KİMİN HELVASI YENİR?


Biri emekli diğeri çalışan, iki meslektaş. Emekli olanı ziyarete gelmiş, uğurlama faslı. Çalışan, emekliye: 



-Aman kendine dikkat et, helvanı yemeyelim sonra! 


Emeklinin beti benzi attı, kızardı-bozardı. 

-Ben iyiyim, size de öyle görünmüyor mu? 

-Olsun, sen yine de dikkat et, yemeyelim helvanı, ha ha ha! 

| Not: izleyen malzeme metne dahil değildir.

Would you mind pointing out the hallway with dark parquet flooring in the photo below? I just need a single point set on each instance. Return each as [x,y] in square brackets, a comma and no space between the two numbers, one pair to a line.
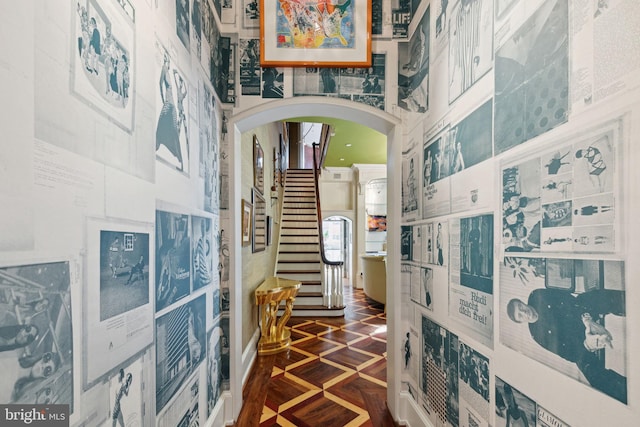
[333,375]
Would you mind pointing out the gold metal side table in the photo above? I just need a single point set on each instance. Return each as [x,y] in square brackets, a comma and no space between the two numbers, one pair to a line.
[274,336]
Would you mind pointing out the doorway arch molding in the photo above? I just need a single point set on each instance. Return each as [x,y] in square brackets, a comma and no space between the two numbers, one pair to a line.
[314,106]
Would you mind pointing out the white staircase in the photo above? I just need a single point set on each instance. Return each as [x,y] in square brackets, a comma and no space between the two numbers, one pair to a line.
[299,255]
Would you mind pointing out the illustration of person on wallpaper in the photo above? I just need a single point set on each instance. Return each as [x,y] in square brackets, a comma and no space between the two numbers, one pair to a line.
[167,131]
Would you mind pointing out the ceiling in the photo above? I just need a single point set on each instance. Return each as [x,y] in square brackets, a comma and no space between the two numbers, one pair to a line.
[367,145]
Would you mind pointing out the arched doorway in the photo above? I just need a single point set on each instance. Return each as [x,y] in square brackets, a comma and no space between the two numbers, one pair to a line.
[275,111]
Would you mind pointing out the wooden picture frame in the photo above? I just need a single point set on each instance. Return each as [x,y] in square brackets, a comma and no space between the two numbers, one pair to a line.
[247,222]
[259,241]
[258,166]
[283,43]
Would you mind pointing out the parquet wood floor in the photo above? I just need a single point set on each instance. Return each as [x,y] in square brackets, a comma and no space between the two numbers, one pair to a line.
[333,375]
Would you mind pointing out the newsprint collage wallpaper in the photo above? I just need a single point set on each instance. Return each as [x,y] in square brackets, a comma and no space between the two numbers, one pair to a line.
[514,234]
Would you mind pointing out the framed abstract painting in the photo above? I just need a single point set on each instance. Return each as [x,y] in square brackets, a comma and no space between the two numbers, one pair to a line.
[318,33]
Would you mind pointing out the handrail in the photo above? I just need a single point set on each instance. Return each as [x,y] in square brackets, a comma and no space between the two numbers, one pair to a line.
[321,234]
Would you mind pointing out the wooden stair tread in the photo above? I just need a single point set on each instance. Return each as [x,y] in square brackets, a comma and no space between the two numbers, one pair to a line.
[316,307]
[297,272]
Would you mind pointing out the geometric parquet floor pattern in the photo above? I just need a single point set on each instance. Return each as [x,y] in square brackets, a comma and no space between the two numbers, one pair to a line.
[334,374]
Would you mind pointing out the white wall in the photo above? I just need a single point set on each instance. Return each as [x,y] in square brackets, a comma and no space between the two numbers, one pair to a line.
[65,163]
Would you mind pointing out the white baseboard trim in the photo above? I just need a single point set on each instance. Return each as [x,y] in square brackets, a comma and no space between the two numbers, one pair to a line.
[411,413]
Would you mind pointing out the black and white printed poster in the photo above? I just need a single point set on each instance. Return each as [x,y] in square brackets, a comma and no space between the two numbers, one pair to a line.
[180,347]
[172,128]
[515,408]
[203,54]
[221,65]
[376,17]
[226,10]
[119,304]
[183,19]
[410,183]
[570,315]
[422,287]
[364,85]
[196,26]
[411,362]
[402,12]
[471,275]
[125,396]
[209,149]
[272,82]
[563,199]
[436,191]
[202,250]
[214,366]
[436,243]
[103,73]
[36,342]
[251,13]
[184,410]
[532,77]
[413,68]
[249,66]
[173,260]
[454,378]
[470,44]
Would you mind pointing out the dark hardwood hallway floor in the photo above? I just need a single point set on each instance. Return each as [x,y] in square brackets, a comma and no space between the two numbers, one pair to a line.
[333,375]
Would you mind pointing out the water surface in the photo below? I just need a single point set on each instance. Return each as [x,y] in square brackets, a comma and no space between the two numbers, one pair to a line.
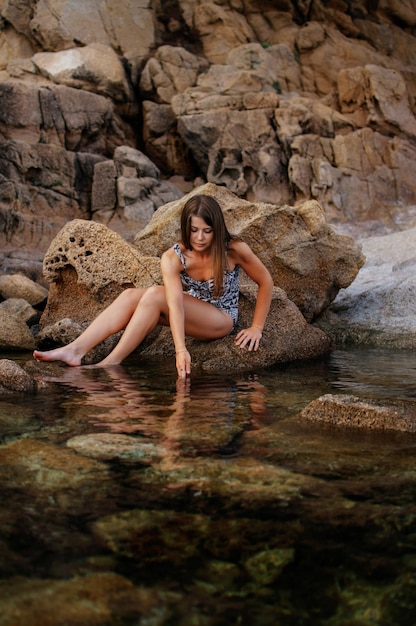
[128,498]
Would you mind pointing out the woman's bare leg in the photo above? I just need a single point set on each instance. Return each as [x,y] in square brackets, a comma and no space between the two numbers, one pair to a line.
[202,321]
[111,320]
[139,311]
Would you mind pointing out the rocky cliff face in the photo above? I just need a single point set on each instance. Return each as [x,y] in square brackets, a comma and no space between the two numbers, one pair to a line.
[111,109]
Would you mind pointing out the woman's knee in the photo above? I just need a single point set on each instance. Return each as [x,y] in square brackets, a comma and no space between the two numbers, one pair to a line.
[130,297]
[154,295]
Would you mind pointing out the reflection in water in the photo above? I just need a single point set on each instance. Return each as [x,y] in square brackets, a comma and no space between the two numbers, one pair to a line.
[375,373]
[249,517]
[204,416]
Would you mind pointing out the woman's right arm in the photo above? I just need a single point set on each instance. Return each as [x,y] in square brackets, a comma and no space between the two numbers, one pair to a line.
[171,268]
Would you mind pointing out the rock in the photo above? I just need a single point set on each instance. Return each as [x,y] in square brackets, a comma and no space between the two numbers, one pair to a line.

Bizim teselli cümlelerimiz işe yaramadı. Emekli meslektaşımız büyük bir üzüntüyle gitti. 

Aradan ne kadar geçti bilmiyorum. Çalışan meslektaşın evindeyiz. Ama meslektaşımız evde yok. İki gün önce kanserden kaybetmişiz, bir yandan mevlit okunurken bir yandan da helva dağıtılıyor. Emekli meslektaşa da çalışan meslektaşın helvası verildi doğal olarak. 

Helvanı yemeyelim denilen meslektaşın, kendisine bu uyarıyı yapan meslektaşın helvasını yediğini gözlerimle gördüm. 

Düşündüm de; kimin, kimin helvasını yiyeceği belli olmaz ya da yetkili olmadığımız konularda iddialı konuşmamak, fikir beyan etmemek lazım.